Still catching up on news from Strata conference.
This post from Revolution Analytics’ blog summarizes an excellent paper jointly presented at Strata by Allstate and Revolution Analytics.
The paper documents how a team at Allstate struggled to run predictive models with SAS on a data set of 150 million records. The team then attempted to run the same analysis using three alternatives to SAS: a custom MapReduce program running in Hadoop cluster, open source R and RevoScale R running on an LSF cluster.

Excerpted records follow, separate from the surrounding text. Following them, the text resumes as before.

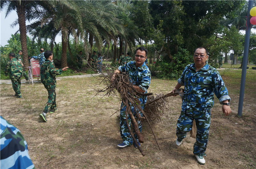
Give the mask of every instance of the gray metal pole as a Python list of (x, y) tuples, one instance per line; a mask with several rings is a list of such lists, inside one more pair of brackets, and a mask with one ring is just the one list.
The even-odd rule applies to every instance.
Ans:
[(250, 40), (250, 33), (251, 33), (251, 23), (250, 21), (250, 19), (251, 18), (250, 11), (252, 8), (253, 3), (253, 0), (250, 0), (249, 1), (248, 4), (247, 23), (245, 32), (245, 39), (244, 40), (244, 57), (243, 58), (243, 69), (241, 76), (241, 84), (240, 86), (240, 94), (239, 95), (239, 102), (238, 104), (238, 112), (237, 113), (237, 116), (240, 117), (242, 116), (243, 104), (244, 103), (244, 88), (245, 85), (246, 69), (246, 67), (247, 67), (248, 52), (249, 50), (249, 43)]

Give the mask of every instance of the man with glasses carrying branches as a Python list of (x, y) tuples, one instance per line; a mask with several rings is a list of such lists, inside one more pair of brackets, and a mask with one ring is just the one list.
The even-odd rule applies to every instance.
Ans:
[(220, 74), (209, 65), (207, 50), (200, 47), (194, 51), (194, 63), (187, 66), (172, 92), (184, 86), (181, 112), (177, 123), (176, 144), (180, 146), (187, 132), (192, 128), (195, 119), (197, 128), (193, 153), (197, 162), (204, 165), (203, 156), (208, 142), (211, 122), (211, 109), (213, 105), (214, 93), (222, 104), (225, 116), (231, 112), (230, 97)]
[[(136, 49), (135, 55), (135, 61), (129, 62), (123, 66), (121, 66), (115, 71), (115, 73), (112, 77), (112, 79), (115, 79), (116, 74), (120, 74), (121, 72), (127, 72), (129, 74), (129, 77), (131, 79), (133, 84), (135, 85), (132, 86), (135, 90), (141, 93), (146, 93), (147, 90), (150, 84), (151, 79), (151, 74), (148, 68), (144, 62), (147, 59), (148, 50), (145, 48), (140, 47)], [(140, 102), (140, 106), (142, 109), (144, 109), (144, 106), (147, 101), (147, 96), (142, 96), (140, 98), (138, 98)], [(140, 144), (139, 142), (138, 136), (134, 134), (134, 137), (136, 140), (133, 140), (129, 132), (128, 127), (126, 122), (125, 111), (126, 107), (123, 107), (124, 103), (122, 102), (121, 104), (122, 109), (120, 110), (120, 134), (123, 139), (123, 142), (118, 144), (117, 146), (119, 147), (123, 148), (129, 146), (133, 144), (135, 148), (138, 148), (135, 142), (137, 142), (139, 146)], [(133, 106), (131, 108), (131, 110), (135, 119), (137, 118), (136, 116), (136, 110)], [(141, 112), (140, 112), (141, 117), (143, 114)], [(127, 116), (128, 125), (131, 128), (131, 119), (130, 116)], [(136, 120), (137, 121), (137, 120)], [(142, 125), (141, 122), (138, 122), (139, 130), (141, 132)]]

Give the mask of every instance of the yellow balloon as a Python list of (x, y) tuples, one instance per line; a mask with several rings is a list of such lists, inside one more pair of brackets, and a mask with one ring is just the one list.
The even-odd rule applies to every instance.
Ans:
[(250, 15), (252, 17), (256, 16), (256, 6), (254, 6), (250, 11)]

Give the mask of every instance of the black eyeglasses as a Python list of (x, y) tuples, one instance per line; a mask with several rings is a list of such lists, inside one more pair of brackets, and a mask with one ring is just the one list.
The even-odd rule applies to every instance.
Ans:
[(138, 54), (136, 54), (135, 55), (135, 57), (136, 58), (139, 58), (139, 57), (140, 57), (141, 58), (144, 58), (146, 57), (146, 56), (140, 56)]
[(205, 56), (204, 56), (203, 55), (198, 55), (198, 54), (195, 54), (195, 55), (194, 55), (194, 58), (197, 58), (197, 57), (199, 56), (199, 57), (200, 57), (201, 58), (203, 58), (204, 57), (204, 56), (208, 56), (208, 55), (205, 55)]

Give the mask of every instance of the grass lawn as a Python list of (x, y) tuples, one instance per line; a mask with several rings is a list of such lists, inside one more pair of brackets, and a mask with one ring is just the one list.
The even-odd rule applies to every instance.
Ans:
[[(47, 123), (39, 115), (47, 100), (41, 84), (22, 84), (22, 98), (14, 97), (12, 85), (2, 84), (1, 116), (16, 126), (28, 143), (36, 168), (256, 168), (256, 71), (247, 71), (241, 117), (237, 117), (241, 69), (219, 70), (231, 101), (231, 114), (223, 115), (215, 98), (211, 111), (206, 163), (198, 164), (193, 156), (195, 138), (189, 134), (179, 147), (175, 144), (177, 120), (181, 110), (179, 96), (169, 98), (171, 113), (162, 122), (151, 123), (161, 150), (148, 125), (142, 122), (144, 143), (143, 156), (133, 146), (116, 145), (120, 137), (118, 96), (96, 95), (103, 84), (93, 77), (65, 78), (57, 81), (57, 110), (47, 114)], [(153, 77), (148, 91), (166, 94), (176, 80)]]

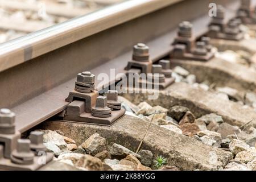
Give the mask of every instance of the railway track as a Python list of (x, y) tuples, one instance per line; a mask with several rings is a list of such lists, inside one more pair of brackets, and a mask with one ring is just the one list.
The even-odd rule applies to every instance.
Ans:
[[(159, 64), (167, 70), (163, 72), (165, 81), (158, 85), (162, 90), (151, 92), (157, 92), (160, 98), (151, 100), (149, 93), (139, 92), (141, 89), (139, 94), (122, 93), (122, 96), (136, 104), (146, 101), (168, 109), (176, 105), (185, 106), (197, 118), (216, 113), (225, 123), (238, 127), (250, 121), (255, 127), (256, 113), (252, 108), (220, 98), (212, 91), (199, 92), (185, 83), (174, 82), (174, 78), (168, 76), (170, 64), (172, 68), (177, 65), (185, 68), (201, 81), (210, 81), (214, 88), (229, 86), (240, 92), (255, 92), (256, 72), (253, 68), (216, 58), (216, 51), (210, 47), (205, 49), (205, 44), (210, 43), (222, 51), (243, 49), (252, 55), (256, 52), (250, 46), (256, 45), (253, 39), (240, 38), (240, 34), (245, 33), (232, 30), (242, 23), (237, 19), (230, 21), (237, 15), (240, 1), (213, 2), (225, 7), (225, 15), (218, 8), (217, 17), (209, 17), (208, 6), (213, 1), (125, 1), (0, 44), (0, 108), (10, 108), (16, 115), (15, 130), (0, 135), (0, 152), (3, 154), (0, 155), (1, 167), (35, 170), (42, 167), (32, 162), (27, 166), (22, 166), (22, 162), (17, 164), (19, 152), (14, 155), (14, 159), (11, 155), (16, 148), (15, 142), (20, 134), (38, 126), (40, 129), (60, 129), (71, 138), (78, 133), (80, 135), (81, 130), (84, 138), (99, 132), (104, 137), (113, 137), (120, 143), (129, 140), (125, 143), (126, 147), (135, 151), (148, 122), (124, 115), (125, 111), (119, 107), (115, 92), (110, 91), (107, 97), (97, 96), (118, 84), (121, 75), (151, 72), (151, 64), (153, 76), (162, 73)], [(243, 23), (249, 24), (253, 31), (254, 23), (247, 20), (242, 19)], [(187, 22), (180, 24), (184, 20), (189, 20), (193, 26)], [(226, 32), (221, 28), (216, 30), (216, 26), (222, 26), (229, 29), (225, 29)], [(210, 36), (210, 41), (205, 38), (202, 39), (205, 36)], [(146, 46), (137, 44), (139, 42)], [(133, 52), (131, 47), (134, 45), (137, 47)], [(195, 52), (190, 49), (194, 47)], [(202, 54), (205, 50), (207, 53)], [(159, 62), (163, 59), (166, 61)], [(110, 72), (113, 69), (114, 76)], [(79, 73), (81, 73), (77, 76)], [(94, 80), (94, 76), (97, 78), (102, 73), (109, 79)], [(105, 109), (106, 105), (114, 110)], [(2, 114), (13, 114), (8, 110), (3, 110)], [(173, 140), (165, 144), (164, 135)], [(31, 136), (35, 140), (42, 139), (42, 134), (34, 133)], [(154, 156), (163, 154), (173, 161), (170, 164), (181, 169), (195, 169), (196, 167), (217, 169), (230, 160), (230, 152), (200, 142), (194, 143), (192, 139), (154, 126), (144, 139), (143, 147), (151, 148)], [(187, 147), (180, 146), (179, 141), (184, 142)], [(29, 147), (28, 142), (25, 142), (19, 140), (18, 148), (25, 145)], [(152, 149), (154, 146), (159, 147), (159, 151)], [(36, 152), (36, 150), (34, 148), (34, 151)], [(166, 150), (171, 152), (165, 153)], [(191, 151), (195, 155), (191, 155)], [(208, 152), (213, 151), (218, 161), (215, 163), (207, 160)], [(172, 152), (181, 154), (180, 156), (174, 156)], [(48, 162), (52, 156), (47, 155)], [(6, 165), (10, 158), (15, 164)]]
[[(1, 1), (0, 43), (14, 39), (122, 1)], [(12, 23), (10, 23), (11, 22)]]

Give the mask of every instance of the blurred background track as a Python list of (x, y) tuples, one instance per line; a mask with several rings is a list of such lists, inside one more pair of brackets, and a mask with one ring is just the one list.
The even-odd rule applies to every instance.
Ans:
[(124, 0), (0, 0), (0, 43)]

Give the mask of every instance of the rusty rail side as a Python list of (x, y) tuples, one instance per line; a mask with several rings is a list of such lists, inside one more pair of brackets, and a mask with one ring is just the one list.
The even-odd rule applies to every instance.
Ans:
[[(77, 32), (74, 39), (68, 33), (59, 35), (59, 39), (63, 39), (63, 42), (67, 39), (70, 42), (32, 59), (33, 55), (25, 54), (25, 59), (29, 61), (0, 72), (0, 107), (11, 108), (16, 114), (18, 129), (24, 131), (66, 107), (68, 103), (65, 98), (73, 89), (78, 72), (90, 70), (96, 75), (101, 73), (109, 75), (111, 68), (115, 68), (117, 73), (124, 72), (123, 68), (131, 59), (131, 48), (139, 42), (146, 42), (150, 46), (151, 58), (156, 61), (170, 52), (170, 43), (176, 36), (175, 28), (184, 20), (192, 21), (196, 35), (204, 34), (210, 19), (206, 13), (209, 2), (212, 2), (186, 0), (164, 6), (160, 10), (144, 13), (143, 16), (117, 23), (118, 26), (101, 30), (85, 38), (82, 38), (84, 35)], [(234, 15), (238, 5), (238, 1), (213, 2), (231, 7), (227, 11), (229, 16)], [(136, 12), (138, 9), (130, 11)], [(115, 17), (118, 18), (119, 16)], [(48, 40), (45, 39), (46, 42)], [(13, 41), (9, 44), (14, 47), (15, 43)], [(55, 46), (55, 43), (57, 44), (54, 41), (51, 43)], [(50, 49), (55, 47), (52, 46), (49, 44)], [(35, 52), (40, 51), (40, 48), (35, 48)], [(31, 49), (28, 46), (26, 51), (31, 52)], [(14, 53), (14, 56), (18, 55)]]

— SAS PROC GENMOD on a Sun 16-core server (current state): five hours to run;
— Custom MapReduce on a 10 node/80-core Hadoop cluster: more than ten hours to run, and much more difficult to implement;
— Open source R: impossible, open source R cannot load the data set;
— RevoScale R running on 5-node/20-core LSF cluster: a little over five minutes to run.
In this round of testing, Allstate did not consider in-database analytics, such as dbLytix running in IBM Netezza; it would be interesting to see results from such a test.

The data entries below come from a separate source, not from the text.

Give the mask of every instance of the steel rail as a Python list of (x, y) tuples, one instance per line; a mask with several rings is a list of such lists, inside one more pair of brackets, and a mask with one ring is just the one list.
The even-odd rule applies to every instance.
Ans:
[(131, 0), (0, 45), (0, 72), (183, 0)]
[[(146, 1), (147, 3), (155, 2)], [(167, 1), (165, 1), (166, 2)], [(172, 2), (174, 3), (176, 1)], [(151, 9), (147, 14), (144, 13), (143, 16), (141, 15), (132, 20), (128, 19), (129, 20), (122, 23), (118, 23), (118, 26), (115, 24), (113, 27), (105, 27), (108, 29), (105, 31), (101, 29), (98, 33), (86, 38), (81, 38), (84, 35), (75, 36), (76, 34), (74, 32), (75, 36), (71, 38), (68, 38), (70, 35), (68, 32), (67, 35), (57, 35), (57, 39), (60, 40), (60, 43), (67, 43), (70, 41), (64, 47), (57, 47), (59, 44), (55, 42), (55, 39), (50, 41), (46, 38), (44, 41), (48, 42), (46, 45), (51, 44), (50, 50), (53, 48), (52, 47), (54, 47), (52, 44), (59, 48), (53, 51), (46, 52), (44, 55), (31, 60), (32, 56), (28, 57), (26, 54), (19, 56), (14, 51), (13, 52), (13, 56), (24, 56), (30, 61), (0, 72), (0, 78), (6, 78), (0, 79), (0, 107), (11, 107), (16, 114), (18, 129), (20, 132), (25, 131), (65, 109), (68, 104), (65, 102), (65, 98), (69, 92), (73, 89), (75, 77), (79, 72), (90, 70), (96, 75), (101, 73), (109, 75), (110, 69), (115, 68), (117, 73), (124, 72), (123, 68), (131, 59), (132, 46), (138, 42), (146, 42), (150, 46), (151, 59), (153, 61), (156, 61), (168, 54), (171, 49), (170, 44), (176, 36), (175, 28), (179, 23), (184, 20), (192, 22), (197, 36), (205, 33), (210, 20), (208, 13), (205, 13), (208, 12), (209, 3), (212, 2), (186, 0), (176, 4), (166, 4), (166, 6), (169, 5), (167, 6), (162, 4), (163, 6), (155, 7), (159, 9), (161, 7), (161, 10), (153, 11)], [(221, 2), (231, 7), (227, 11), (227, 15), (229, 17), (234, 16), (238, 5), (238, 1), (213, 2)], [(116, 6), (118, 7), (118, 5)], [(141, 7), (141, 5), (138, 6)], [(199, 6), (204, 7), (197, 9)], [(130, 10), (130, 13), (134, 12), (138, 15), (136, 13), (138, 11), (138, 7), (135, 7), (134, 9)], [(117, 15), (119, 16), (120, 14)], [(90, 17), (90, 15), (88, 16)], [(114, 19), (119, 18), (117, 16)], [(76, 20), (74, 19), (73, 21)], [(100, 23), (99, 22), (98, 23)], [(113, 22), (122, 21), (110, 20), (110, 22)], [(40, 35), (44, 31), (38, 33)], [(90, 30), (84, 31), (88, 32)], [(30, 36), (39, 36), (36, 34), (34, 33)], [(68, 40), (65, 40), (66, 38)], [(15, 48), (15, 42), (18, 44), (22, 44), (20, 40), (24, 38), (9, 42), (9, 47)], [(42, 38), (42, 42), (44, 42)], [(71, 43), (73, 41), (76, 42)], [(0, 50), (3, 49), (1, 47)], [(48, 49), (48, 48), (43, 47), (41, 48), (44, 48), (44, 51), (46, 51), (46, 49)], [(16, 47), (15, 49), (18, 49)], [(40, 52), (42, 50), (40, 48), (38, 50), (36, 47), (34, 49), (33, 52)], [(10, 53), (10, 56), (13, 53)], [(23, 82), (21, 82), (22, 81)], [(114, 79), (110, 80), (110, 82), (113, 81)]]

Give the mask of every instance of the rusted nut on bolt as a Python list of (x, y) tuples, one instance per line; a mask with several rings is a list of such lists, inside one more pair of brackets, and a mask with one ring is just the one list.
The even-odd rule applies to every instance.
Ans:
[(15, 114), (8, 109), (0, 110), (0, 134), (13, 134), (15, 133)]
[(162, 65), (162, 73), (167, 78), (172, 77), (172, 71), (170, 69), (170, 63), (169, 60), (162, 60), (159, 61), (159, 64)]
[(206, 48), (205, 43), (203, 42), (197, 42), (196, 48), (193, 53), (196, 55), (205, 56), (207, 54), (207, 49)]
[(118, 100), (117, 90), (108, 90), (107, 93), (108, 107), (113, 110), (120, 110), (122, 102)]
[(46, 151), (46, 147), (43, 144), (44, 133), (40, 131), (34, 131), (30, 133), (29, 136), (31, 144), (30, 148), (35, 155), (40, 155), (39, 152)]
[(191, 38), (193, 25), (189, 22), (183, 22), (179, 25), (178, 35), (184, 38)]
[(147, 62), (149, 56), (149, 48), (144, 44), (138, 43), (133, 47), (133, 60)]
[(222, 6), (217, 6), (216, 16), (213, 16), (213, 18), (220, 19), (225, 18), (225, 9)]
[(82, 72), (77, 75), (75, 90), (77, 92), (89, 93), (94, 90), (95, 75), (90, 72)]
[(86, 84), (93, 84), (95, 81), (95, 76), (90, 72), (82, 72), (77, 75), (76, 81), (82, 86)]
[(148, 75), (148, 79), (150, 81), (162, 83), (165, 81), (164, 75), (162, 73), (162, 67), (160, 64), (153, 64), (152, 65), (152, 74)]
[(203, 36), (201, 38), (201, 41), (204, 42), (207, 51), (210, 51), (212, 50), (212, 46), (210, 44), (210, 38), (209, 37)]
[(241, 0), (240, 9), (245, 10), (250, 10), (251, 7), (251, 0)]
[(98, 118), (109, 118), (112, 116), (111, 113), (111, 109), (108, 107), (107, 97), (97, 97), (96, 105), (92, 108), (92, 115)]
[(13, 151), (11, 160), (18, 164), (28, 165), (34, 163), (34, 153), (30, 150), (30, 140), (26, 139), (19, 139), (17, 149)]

Some critics have pointed out that the environments aren’t equal. It’s a fair point to raise, but expanding the SAS server to 20 cores (matching the RevoScaleR cluster) wouldn’t materially reduce SAS runtime, since PROC GENMOD is single-threaded. SAS does have some multi-threaded PROCs and tools like HPA that can run models in parallel, so it’s possible that a slightly different use case would produce more favorable results for SAS.
It’s theoretically possible that an even larger Hadoop environment would run the problem faster, but one must balance that consideration with the time, effort and cost to achieve the desired results. One point that the paper does not address is the time needed to extract the data from Hadoop and move it to the server, a key consideration for a production architecture. While predictive modeling in Hadoop is clearly in its infancy, this architecture will have some serious advantages for large data sets that are already resident in Hadoop.
One other key point not considered in this test is the question of scoring — once the predictive models are constructed, how will Allstate put them into production?
— Since SAS’ PROC GENMOD can only export a model to SAS, Allstate would either have to run all production scoring in SAS or manually write a custom scoring procedure;
— Hadoop would certainly require a custom MapReduce procedure;
— With RevoScaleR, Allstate can push the scoring into IBM Netezza.
This testing clearly shows that RevoScaleR is superior to open source R, and for this particular use case clearly outperforms SAS. It also demonstrates that predictive analytics running in Hadoop is an idea whose time has not yet arrived.